AWS Lambda Duplex Stream to S3

An example of how to stream large files to S3 from an external source on AWS Lambda using the JavaScript AWS SDK v3

Motivation

In use cases where lambda needs to download and upload files that can range widely in size, using a standard up-front download and upload flow will require increasing the lambda memory configuration to be large enough to store the file while the transfer occurs.

By using an approach with streams, the lambda memory configuration is no longer a constraint, allowing us to process files of any size as long as the transfer can occur within the maximum execution time (15 minutes).

Prerequisites

To deploy this CDK application, you will need the following:

Node.js v10 or later (LTS only)
Docker (for building the lambda function)
An AWS profile with valid IAM credentials

Usage

Deploy the CDK stack by cloning this repository then running:

npm run build && npm run deploy

Run the invoke.sh script with a URL of large file (will take some time while the lambda pulls in the file and uploads):

./invoke.sh "https://ai2-public-datasets.s3.us-west-2.amazonaws.com/arc/ARC-V1-Feb2018.zip" # 649 MB file

Your lambda will then stream the incoming data from your URL while streaming the data to S3.

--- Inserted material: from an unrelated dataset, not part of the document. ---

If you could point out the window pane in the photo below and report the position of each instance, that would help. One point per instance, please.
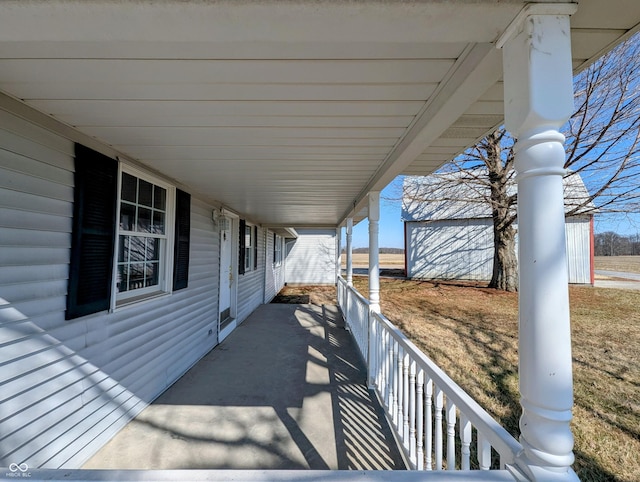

Open the S3 Console when the lambda has completed to see the file has been uploaded to your bucket.

Note: If you need to specify an AWS profile other than default to use, set the AWS_PROFILE environment variable in your shell before running any commands.

Cleaning Up

Run the following command to remove all of the resources created by this CDK stack.

npm run destroy

Security

See CONTRIBUTING for more information.

License

This library is licensed under the MIT-0 License. See the LICENSE file.